Saturday, April 17, 2010

Management acute gastro bleed (part 2)

CVP line:
Consider for high risk patients eg increasing age, CV disease, on B-blockers.

Acute drug therapy:
Following successful endoscopic therapy in patients with major ulcer bleeding, IV omeprazole (80mg stat followed by 8mg/h for 72h) is recommended.
There is no firm evidence to support the use of somatostatin or antifibrinolytic therapy in the majority of patients.

Variceal bleeding:
Resuscitate then proceed to urgent endoscopy for banding or sclerotherapy. Give octreotide 50µg/h IVI for 2-5d. Terlipressin may also be used.
If massive bleed or bleeding continues, pass a Sengstaken-Blakemore tube.
A bleed is the equivalent of a large protein meal so start treatment to avoid hepatic encephalopathy.
Esomeprazole 40mg PO may also be helpful in preventing stress ulceration.

Endoscopy:
Within 4h if you suspect variceal bleeding;
within 12-24h if shocked on admission or significant comorbidity.
Endoscopy can identify the site of bleeding, estimate the risk of rebleeding and can be used to administer treatment.
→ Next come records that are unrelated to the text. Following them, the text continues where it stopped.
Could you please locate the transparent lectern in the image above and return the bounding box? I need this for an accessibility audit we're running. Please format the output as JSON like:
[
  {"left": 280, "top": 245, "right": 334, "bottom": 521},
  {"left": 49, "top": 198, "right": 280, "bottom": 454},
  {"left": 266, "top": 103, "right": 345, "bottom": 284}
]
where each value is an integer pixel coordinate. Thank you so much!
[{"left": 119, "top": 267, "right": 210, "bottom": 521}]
No site of bleeding identified:
Bleeding site missed on endoscopy; bleeding site has healed (Mallory-Weiss tear or Dieulafoy's lesion); nose bleed (swallowed blood); site distal to 3rd part of the duodenum (Meckel's diverticulum, colonic site).

Rebleeds
Serious event: 40% of patients who rebleed will die. If "˜ at risk" maintain a high index of suspicion.
If a rebleed occurs, check vital signs every 15min and call senior cover.
To prevent rebleeding in endoscopically-proven high risk cases, IVI omeprazole has been tried, eg 80mg followed by an infusion of 8mg/h for 72h, then 20mg/24h PO for 8wks.

Signs of a rebleed:
Rising pulse rate.
Falling JVP decreasing hourly urine output.
Haematemesis or melaena.
Fall in BP (a late and sinister finding) and decreased conscious level.